Por esses dias sombrios, tenho regressado a eles. Leio as "Tragédias" de Sêneca, recém-traduzidas para português por Ricardo Duarte (Edições 70). E também o pequeno ensaio de John Sellers, "Lessons in Stoicism" (Penguin), que recomendo.

A palavra "estoico" tem má fama, sobretudo nesses tempos hiper-emocionais. "Estoico", na linguagem vulgar, é alguém destituído de emoções, indiferente ao mundo e aos outros, às vezes arrogante na sua conduta.

Nada mais longe da verdade. O estoicismo é uma filosofia do caráter que procura estabelecer o equilíbrio possível entre o homem e a natureza —incluindo a sua natureza humana. Só assim é possível ter um pouco de sabedoria, coragem, justiça e moderação –as quatro virtudes estoicas. E como chegar a elas?

Fazendo a distinção básica que Epicteto, o escravo grego que virou filósofo, recomendava nas suas lições: há coisas que podemos controlar e coisas que não podemos controlar.
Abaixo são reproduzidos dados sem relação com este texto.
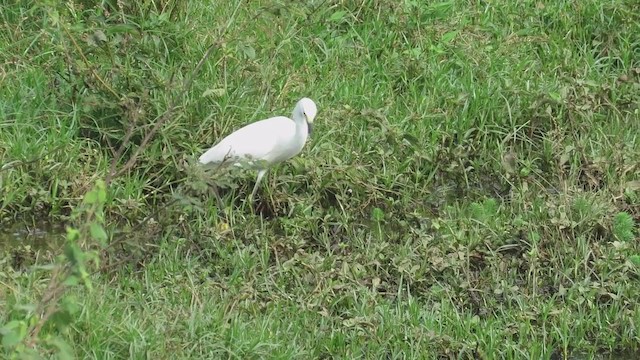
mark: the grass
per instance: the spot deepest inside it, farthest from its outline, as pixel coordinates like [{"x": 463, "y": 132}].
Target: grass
[{"x": 470, "y": 188}]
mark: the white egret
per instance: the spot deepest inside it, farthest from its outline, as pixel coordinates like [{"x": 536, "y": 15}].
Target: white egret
[{"x": 265, "y": 143}]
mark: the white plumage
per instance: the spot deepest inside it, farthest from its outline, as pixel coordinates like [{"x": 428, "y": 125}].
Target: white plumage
[{"x": 265, "y": 143}]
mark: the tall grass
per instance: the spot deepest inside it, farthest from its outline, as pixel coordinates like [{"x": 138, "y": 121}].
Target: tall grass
[{"x": 470, "y": 188}]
Você não pode controlar a grande política internacional. Mesmo a política nacional, aqui entre nós, escapa aos seus melhores esforços –e às horas que você passa no Twitter, chafurdando em lutas insanas e insones.

O que você pode controlar –ou, pelo menos, pode aprender a controlar melhor– são seus julgamentos, seus impulsos e seus desejos. Ou, dito de outra forma, existe uma diferença entre o que acontece e a forma como reagimos ao que acontece. Um animal é puro instinto. Nós, apesar do instinto, não somos completamente animalescos.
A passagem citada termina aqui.